In 1981, history would nearly repeat itself for Lively when he won his second Arkansas Derby aboard Bold Ego but came just short of another win in the Preakness when he and Bold Ego finished second behind Pleasant Colony.

==Racing honors==
In 1990, Lively was voted the prestigious George Woolf Memorial Jockey Award given annually since 1950 to the Thoroughbred horse racing jockey in North America who demonstrates high standards of personal and professional conduct, on and off the racetrack. In 2011, Lively was inducted into the Oklahoma Horse Racing Hall of Fame at Remington Park.

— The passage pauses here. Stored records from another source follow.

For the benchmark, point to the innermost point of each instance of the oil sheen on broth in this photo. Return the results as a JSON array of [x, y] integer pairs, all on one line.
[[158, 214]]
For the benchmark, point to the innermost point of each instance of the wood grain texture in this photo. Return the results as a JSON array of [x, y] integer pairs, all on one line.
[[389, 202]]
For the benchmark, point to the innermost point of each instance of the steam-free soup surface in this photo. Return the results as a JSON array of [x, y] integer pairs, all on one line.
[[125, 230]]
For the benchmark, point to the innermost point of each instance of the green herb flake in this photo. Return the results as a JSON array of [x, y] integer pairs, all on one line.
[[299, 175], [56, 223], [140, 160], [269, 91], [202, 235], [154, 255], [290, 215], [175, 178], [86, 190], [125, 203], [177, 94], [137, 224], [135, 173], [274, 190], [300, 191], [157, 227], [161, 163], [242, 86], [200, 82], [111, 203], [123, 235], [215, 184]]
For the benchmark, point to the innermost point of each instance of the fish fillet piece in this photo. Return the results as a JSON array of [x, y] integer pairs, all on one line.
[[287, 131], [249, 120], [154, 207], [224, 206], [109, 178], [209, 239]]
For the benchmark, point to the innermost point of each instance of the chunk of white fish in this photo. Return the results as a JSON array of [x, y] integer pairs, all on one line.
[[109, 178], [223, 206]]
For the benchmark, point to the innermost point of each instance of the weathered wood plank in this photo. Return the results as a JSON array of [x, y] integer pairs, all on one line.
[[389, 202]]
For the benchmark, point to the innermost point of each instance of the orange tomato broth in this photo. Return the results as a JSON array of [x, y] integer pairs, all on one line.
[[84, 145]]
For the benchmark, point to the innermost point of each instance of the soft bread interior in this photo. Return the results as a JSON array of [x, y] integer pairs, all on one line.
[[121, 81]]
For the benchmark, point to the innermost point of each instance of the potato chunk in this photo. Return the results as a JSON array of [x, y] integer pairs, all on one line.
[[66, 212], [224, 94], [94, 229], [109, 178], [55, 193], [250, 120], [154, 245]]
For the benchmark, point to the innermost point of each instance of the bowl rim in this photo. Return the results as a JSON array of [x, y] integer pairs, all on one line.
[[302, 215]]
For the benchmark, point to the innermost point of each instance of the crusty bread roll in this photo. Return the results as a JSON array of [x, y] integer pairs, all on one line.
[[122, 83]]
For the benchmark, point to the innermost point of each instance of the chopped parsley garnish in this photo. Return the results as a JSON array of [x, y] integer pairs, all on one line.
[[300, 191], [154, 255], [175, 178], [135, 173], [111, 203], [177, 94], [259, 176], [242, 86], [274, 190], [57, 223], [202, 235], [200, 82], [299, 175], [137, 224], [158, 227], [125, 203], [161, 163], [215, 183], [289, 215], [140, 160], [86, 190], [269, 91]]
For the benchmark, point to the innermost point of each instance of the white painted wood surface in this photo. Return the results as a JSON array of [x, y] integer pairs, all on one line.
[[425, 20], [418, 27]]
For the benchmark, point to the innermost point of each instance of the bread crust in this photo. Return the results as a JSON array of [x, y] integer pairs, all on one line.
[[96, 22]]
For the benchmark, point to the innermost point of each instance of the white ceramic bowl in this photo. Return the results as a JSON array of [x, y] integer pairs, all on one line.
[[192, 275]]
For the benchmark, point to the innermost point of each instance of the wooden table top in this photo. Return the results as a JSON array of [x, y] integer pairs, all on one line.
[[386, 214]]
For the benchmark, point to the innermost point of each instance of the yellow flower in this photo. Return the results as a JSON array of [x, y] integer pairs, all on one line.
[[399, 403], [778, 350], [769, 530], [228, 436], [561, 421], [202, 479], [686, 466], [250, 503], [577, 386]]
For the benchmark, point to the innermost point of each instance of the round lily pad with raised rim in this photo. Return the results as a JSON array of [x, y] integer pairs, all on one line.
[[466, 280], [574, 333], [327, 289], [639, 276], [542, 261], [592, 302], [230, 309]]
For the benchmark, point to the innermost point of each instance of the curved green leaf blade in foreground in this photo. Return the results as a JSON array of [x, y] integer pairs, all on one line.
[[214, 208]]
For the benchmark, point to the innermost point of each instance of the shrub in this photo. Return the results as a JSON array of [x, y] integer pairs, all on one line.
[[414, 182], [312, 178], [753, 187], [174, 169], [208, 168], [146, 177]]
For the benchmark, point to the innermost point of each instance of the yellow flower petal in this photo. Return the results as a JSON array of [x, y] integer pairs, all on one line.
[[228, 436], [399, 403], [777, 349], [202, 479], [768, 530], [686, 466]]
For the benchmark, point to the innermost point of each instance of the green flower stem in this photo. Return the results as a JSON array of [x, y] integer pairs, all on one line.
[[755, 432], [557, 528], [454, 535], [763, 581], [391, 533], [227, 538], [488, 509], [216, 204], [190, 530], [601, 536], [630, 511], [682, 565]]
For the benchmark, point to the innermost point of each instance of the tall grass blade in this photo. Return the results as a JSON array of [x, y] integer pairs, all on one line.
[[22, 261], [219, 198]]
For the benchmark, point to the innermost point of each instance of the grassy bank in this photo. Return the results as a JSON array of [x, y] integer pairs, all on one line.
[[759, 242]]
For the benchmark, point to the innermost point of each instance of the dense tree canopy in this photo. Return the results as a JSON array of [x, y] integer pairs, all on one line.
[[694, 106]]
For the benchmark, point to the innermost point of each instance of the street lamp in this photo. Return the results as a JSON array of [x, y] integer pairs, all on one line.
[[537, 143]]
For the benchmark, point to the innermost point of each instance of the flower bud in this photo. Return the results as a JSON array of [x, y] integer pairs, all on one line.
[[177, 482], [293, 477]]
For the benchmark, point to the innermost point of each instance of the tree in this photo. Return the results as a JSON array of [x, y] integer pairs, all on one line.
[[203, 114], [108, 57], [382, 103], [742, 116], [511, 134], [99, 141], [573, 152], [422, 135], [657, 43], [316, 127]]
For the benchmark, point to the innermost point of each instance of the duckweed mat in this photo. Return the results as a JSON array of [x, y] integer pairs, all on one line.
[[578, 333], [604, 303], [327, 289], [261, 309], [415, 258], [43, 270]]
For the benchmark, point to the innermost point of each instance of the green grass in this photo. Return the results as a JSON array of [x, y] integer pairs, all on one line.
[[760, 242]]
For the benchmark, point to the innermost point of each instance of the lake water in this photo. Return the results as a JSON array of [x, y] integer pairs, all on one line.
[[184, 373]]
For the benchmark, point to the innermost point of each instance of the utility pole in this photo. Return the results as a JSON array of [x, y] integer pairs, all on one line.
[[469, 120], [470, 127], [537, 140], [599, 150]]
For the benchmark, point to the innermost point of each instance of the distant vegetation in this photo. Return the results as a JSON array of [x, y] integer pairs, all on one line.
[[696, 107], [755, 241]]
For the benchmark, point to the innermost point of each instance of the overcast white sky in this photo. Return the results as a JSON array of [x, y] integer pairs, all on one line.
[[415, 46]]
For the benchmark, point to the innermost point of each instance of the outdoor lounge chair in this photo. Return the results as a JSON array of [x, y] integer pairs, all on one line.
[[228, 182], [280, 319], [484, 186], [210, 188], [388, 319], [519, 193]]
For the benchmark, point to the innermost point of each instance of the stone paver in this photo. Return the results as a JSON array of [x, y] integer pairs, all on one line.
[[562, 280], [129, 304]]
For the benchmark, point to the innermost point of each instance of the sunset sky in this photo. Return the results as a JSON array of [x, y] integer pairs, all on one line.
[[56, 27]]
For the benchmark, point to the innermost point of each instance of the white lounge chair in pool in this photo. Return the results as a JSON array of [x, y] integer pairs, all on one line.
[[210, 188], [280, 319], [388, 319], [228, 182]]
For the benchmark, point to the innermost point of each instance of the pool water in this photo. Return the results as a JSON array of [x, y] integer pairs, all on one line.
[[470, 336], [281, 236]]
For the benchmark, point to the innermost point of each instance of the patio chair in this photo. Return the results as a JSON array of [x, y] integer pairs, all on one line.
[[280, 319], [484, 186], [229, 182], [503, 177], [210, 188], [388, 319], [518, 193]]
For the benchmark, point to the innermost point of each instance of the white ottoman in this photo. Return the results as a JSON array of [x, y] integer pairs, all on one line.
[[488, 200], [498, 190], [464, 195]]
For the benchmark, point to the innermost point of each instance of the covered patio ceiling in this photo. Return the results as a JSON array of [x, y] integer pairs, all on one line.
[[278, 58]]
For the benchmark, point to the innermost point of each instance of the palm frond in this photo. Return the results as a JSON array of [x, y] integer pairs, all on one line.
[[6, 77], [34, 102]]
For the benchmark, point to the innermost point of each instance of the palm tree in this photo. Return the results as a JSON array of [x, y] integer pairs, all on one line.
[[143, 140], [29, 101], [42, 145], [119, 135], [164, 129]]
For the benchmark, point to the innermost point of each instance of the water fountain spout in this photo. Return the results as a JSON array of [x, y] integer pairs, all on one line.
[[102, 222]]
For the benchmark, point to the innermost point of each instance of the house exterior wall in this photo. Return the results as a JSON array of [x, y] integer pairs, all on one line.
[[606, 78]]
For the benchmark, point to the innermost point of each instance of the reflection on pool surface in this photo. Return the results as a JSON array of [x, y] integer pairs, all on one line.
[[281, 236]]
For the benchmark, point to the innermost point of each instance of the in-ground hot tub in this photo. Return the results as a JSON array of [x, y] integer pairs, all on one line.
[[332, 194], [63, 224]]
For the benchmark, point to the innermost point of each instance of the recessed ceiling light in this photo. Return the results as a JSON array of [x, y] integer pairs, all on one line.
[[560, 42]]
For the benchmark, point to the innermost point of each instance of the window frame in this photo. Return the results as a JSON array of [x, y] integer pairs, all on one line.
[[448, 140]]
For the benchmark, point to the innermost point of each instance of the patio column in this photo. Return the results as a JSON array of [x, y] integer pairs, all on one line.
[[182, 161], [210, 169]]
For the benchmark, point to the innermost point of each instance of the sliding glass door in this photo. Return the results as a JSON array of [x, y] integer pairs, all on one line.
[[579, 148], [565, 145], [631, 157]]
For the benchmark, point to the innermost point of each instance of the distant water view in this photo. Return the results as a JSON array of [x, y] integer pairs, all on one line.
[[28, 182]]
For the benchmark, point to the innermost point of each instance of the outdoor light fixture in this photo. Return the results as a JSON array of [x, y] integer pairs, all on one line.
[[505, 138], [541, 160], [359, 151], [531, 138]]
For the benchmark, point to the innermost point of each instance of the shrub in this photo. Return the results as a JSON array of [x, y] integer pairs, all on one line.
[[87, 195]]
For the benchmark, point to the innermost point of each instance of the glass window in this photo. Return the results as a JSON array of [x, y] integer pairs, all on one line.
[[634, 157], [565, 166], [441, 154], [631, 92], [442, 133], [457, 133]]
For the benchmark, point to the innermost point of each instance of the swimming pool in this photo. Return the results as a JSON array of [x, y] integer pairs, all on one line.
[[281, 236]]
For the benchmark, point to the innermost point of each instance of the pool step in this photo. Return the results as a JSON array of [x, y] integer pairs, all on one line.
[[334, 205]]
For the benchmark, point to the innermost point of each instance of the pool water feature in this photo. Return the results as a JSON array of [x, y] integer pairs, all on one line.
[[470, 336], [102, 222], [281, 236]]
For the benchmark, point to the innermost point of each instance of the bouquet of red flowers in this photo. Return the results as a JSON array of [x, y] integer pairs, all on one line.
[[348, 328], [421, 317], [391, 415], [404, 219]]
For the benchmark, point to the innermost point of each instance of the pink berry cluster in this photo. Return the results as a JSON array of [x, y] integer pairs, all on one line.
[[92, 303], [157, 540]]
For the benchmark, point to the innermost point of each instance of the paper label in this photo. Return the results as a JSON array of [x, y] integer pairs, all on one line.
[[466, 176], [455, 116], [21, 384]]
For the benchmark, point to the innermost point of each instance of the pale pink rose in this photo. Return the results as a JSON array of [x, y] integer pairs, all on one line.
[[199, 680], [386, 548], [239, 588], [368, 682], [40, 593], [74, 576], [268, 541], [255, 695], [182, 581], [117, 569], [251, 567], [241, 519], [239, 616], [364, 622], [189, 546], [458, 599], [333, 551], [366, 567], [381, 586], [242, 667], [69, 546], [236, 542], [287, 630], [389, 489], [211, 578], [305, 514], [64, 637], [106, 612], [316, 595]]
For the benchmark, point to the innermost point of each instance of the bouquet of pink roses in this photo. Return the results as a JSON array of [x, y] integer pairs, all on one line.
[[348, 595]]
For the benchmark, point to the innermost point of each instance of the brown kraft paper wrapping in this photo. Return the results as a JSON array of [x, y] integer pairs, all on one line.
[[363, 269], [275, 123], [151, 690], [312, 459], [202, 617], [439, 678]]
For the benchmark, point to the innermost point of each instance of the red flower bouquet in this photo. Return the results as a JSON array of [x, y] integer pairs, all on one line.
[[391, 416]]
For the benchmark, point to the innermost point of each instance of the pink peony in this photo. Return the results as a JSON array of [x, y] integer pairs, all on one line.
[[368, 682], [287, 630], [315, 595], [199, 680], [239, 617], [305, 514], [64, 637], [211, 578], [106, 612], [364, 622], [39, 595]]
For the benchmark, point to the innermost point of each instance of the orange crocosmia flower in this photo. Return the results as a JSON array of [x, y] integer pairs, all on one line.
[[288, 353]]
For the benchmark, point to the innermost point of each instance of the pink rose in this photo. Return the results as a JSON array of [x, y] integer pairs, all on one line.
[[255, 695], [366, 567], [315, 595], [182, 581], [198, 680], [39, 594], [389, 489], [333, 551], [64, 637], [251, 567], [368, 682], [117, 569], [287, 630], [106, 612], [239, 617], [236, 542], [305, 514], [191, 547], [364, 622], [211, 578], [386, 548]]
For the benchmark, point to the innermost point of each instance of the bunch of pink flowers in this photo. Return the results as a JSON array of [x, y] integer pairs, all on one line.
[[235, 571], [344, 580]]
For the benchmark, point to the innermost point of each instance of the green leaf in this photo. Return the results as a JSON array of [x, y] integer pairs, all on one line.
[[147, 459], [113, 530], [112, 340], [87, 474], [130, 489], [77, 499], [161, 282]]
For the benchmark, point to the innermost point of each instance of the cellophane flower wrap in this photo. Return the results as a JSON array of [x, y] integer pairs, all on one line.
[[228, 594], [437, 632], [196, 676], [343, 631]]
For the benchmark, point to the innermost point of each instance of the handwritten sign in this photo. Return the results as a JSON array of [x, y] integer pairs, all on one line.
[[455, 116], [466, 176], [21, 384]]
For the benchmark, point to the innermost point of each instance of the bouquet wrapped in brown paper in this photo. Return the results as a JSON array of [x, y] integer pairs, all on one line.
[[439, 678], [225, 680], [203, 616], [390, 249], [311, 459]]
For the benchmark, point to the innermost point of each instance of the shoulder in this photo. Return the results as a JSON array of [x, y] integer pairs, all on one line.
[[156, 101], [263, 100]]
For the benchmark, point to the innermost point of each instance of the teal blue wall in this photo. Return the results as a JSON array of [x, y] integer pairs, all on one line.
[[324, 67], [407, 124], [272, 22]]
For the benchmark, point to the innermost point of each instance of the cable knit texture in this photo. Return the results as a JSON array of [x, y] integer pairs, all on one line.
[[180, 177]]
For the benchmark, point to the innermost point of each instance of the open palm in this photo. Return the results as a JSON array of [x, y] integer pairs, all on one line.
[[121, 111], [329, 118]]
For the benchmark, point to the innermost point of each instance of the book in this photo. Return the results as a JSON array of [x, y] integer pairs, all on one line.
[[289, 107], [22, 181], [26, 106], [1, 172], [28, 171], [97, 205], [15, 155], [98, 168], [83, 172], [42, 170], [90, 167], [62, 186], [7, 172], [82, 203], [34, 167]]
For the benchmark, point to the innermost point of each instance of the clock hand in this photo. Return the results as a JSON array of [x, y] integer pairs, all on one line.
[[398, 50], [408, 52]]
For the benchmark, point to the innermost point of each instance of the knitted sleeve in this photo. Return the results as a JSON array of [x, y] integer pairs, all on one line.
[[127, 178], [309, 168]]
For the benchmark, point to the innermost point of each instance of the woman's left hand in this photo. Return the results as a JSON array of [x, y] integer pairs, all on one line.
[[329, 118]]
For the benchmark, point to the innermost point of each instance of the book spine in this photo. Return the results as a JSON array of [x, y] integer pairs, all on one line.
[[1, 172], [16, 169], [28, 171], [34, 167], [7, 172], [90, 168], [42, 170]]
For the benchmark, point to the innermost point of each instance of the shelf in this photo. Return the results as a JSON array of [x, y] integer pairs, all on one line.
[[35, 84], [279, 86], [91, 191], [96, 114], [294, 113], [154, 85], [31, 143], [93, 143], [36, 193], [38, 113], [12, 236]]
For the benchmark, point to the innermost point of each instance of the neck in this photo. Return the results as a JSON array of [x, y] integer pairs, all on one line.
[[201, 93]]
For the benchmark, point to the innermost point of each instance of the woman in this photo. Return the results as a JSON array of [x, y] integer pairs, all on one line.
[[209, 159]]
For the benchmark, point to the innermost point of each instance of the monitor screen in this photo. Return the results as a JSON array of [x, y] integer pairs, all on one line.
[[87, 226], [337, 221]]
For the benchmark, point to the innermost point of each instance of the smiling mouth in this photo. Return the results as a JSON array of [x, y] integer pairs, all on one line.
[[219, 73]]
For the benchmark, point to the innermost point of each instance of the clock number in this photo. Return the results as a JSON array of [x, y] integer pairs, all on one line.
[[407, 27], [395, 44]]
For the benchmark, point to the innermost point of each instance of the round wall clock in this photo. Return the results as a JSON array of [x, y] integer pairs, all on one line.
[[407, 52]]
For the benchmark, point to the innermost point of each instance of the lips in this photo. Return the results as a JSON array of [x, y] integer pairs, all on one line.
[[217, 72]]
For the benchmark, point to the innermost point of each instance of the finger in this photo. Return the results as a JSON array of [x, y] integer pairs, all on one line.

Among his other racing accomplishments, on November 19, 1970, Lively rode five winners on a single racecard at Sportsman's Park Racetrack near Chicago. He retired from race riding after the 1991 meeting at Oaklawn Park to live on his farm near his hometown of Westville, Oklahoma.

==Family==
Lively's daughter Patrice was married to Hall of Fame jockey, Mike Smith.